I have a data processing tool chain built with Julia shebang scripts and orchestrated with GNU make.
It works, but as the work load is growing, the Julia start up overhead is becoming more significant.
I wonder whether there is a way to precompile shebang scripts, but this doesn’t feel like the “Julian way”.
I have found https://github.com/nolta/Jake.jl, https://github.com/kshramt/Juke.jl and https://github.com/tshort/Maker.jl but I’d be interested to hear what other people are using in practice please.
I’m very interested in hearing other’s solution to this problem as well.

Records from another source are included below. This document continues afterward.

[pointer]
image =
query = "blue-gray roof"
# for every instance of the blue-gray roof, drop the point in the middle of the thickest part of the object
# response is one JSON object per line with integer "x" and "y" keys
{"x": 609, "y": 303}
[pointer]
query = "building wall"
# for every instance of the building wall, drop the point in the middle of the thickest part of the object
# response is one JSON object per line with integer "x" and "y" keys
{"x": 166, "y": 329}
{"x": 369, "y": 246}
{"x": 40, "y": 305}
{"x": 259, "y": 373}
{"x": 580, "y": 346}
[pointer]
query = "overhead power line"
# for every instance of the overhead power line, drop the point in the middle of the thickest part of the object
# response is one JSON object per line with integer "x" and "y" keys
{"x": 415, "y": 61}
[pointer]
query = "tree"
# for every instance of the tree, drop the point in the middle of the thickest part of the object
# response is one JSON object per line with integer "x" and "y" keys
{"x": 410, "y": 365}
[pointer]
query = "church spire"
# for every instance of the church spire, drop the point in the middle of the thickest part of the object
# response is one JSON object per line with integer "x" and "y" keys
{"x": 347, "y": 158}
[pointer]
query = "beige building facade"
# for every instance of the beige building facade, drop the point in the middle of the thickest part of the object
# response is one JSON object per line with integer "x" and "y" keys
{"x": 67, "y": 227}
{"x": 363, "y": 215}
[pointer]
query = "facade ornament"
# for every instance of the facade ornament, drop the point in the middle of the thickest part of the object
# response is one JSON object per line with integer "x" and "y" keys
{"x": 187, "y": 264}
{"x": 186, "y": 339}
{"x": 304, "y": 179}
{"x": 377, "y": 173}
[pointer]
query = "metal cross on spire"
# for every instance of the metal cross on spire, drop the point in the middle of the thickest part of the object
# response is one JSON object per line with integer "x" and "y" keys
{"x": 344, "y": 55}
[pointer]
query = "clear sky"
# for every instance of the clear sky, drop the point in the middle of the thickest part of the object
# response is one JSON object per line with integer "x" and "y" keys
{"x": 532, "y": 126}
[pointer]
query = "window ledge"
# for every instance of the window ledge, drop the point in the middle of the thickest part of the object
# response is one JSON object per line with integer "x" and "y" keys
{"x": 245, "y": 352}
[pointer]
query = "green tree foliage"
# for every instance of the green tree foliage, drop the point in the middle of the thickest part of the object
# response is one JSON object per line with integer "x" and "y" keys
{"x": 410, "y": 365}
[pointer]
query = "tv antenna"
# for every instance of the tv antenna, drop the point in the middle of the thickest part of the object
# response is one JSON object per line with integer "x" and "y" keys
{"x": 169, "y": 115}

At the moment I also use a bunch of poorly organized Julia shebang scripts (lumping them into a Makefile is a brilliant idea actually). In my case the start-up overhead is not an issue because each step is at least 10 minutes, and I’m constantly relaunching Julia with different numbers of works spread across different machines.
Of the packages you linked, only
Juke.jl seems to be maintained, the rest looks like abandonware.
make, for the following reason: I fiddle around with my Julia installation (incl the packages) too much to provide a stable environment for days. If things break and come to a stop, then this setup ensures that it happened because the governed processes failed, not the governor. Also, since the state is effectively the filesystem for
make, it is very robust.
The most efficient alternative would be to write functions and modules, not scripts, and call them from within a single Julia program. Pass data around in-memory rather than piping through files.
Thanks but I’m inclined to agree with Tamas - my data is large (larger than my physical memory) and takes hours to process. If the process get’s killed 7 hours in to a 10 hour run, I don’t want to have to restart from scratch.
If your processing runs for hours but the Julia start-up time is significant, then the granularity of your Julia scripts is way too small. Write scripts that do more, using functions as the units of granularity, not scripts. You can still use files and scripts at higher levels, for checkpointing and out-of-core processing.